Giovani, è ora di cambiare passo.
postato il 29 Novembre 2011“Riceviamo e pubblichiamo” di Anna Giunchi
Qualche giorno fa è arrivato un messaggio molto chiaro, a firma del governatore di Bankitalia, Ignazio Visco: “Il capitale umano e l’investimento in conoscenza rappresentano una variabile chiave nella nostra azione di politica economica”.
“I giovani”, e a pronunciare queste parole è lo stesso Visco: “sono stati i più danneggiati dall’introduzione dell’Euro”. “Non c’è una ricetta per uscire dalla crisi”, conferma lo stesso Visco, “se non quella di ascoltare i giovani, di dare loro concrete speranze”.
I giovani che attualmente si affacciano sul mercato sono infatti esclusi dai benefici della crescita del reddito degli ultimi decenni: non vengono infatti valorizzate le risorse umane, ovvero quegli aspetti di valore racchiusi nella professionalità e nelle competenze del personale operante.
In Italia i differenziali salariali a parità di livello di istruzione non solo sono inferiori a quelli degli altri Paesi, ma coinvolgono in misura maggiore i giovani lavoratori che non gli anziani.
I nostri ragazzi hanno retribuzioni ferme da almeno dieci anni: non vengono valorizzati, insomma, come capitale umano.

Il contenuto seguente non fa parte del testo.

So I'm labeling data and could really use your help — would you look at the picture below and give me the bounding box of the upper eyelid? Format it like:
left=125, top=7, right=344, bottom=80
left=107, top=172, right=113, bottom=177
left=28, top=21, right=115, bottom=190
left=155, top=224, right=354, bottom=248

La situazione dell’istruzione in Italia è tristemente nota: negli ultimi anni si è investito il 2,4% del Pil in scuola e università, contro il 4,9% degli altri paesi. Nel 2010 in Italia, inoltre, gli insegnanti con meno di 40 anni erano solo il 9%, a differenza del 25% in Germania, del 34% in Francia e dell’oltre 40% del Regno Unito.

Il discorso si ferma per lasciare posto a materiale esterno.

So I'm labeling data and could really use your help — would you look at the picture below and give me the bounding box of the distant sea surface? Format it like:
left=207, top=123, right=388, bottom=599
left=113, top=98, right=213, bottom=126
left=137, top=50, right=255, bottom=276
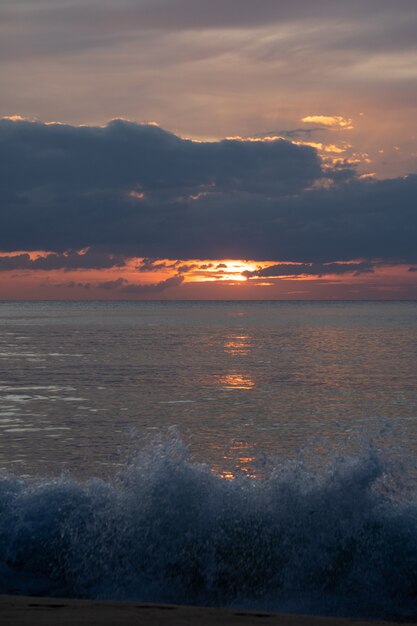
left=0, top=302, right=417, bottom=617
left=0, top=302, right=417, bottom=477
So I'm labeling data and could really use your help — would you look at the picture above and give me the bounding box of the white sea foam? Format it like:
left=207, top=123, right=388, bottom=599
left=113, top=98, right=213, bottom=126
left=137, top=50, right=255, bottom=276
left=0, top=436, right=417, bottom=617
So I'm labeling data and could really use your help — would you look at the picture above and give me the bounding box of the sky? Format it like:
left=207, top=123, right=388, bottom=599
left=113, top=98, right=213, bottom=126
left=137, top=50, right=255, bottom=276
left=0, top=0, right=417, bottom=300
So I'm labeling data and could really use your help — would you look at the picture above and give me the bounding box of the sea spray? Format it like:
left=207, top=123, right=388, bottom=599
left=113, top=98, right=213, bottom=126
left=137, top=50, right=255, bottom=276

Già il Consiglio Europeo di Lisbona, nel 2000, ribadì che la più importante economia dell’Unione Europea sarebbe stata possibile soltanto se l’istruzione e la formazione avessero avuto ruolo preponderante come fattori di crescita economica, nonché di ricerca, innovazione, competitività, sviluppo sostenibile e cittadinanza attiva.
Il contributo dell’istruzione e della formazione alla crescita è stato ampiamente riconosciuto dal Consiglio di Lisbona: le stime suggeriscono che investimenti nell’istruzione e nella formazione producono tassi di ritorno agli individui (ritorno privato) e alla società (ritorno sociale) comparabili all’investimento nel capitale fisico.

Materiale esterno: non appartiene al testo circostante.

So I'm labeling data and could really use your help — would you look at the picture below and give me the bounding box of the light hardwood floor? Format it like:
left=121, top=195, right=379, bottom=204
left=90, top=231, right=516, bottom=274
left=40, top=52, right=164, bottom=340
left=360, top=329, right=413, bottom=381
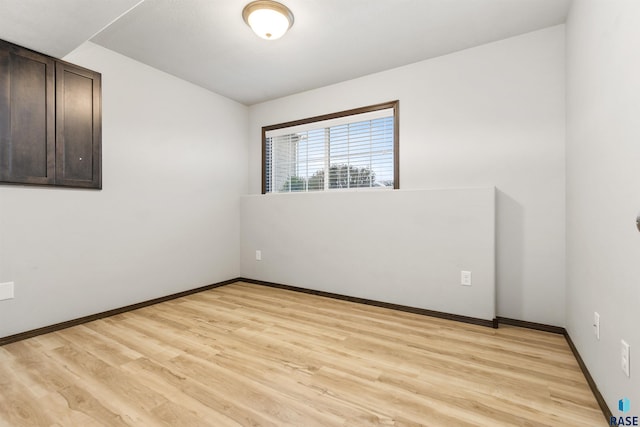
left=0, top=283, right=606, bottom=427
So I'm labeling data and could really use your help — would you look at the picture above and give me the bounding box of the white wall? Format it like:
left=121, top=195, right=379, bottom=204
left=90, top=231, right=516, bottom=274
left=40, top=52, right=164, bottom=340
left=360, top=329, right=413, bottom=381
left=567, top=0, right=640, bottom=416
left=0, top=43, right=248, bottom=337
left=248, top=25, right=565, bottom=326
left=241, top=188, right=495, bottom=320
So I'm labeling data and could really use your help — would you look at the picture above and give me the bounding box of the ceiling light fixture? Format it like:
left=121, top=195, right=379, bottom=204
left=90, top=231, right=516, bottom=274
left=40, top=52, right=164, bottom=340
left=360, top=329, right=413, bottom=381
left=242, top=0, right=293, bottom=40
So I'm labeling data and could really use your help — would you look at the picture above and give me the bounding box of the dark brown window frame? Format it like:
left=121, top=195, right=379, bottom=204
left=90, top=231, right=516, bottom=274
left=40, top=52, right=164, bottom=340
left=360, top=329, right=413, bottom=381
left=262, top=100, right=400, bottom=194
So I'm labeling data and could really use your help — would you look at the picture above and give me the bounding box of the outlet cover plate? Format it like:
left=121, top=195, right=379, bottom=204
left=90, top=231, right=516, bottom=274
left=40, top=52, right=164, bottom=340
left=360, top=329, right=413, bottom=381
left=620, top=340, right=630, bottom=377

La crescente quota di servizi economici, i continui cambiamenti tecnologici, l’aumento di conoscenze/informazioni insite nel valore della produzione, nonché la ristrutturazione socio-economica renderebbero oggettivamente ancor più proficuo un simile investimento.
Un invito, dunque, ad un cambio di passo, verso un’ Europa che non aspetta.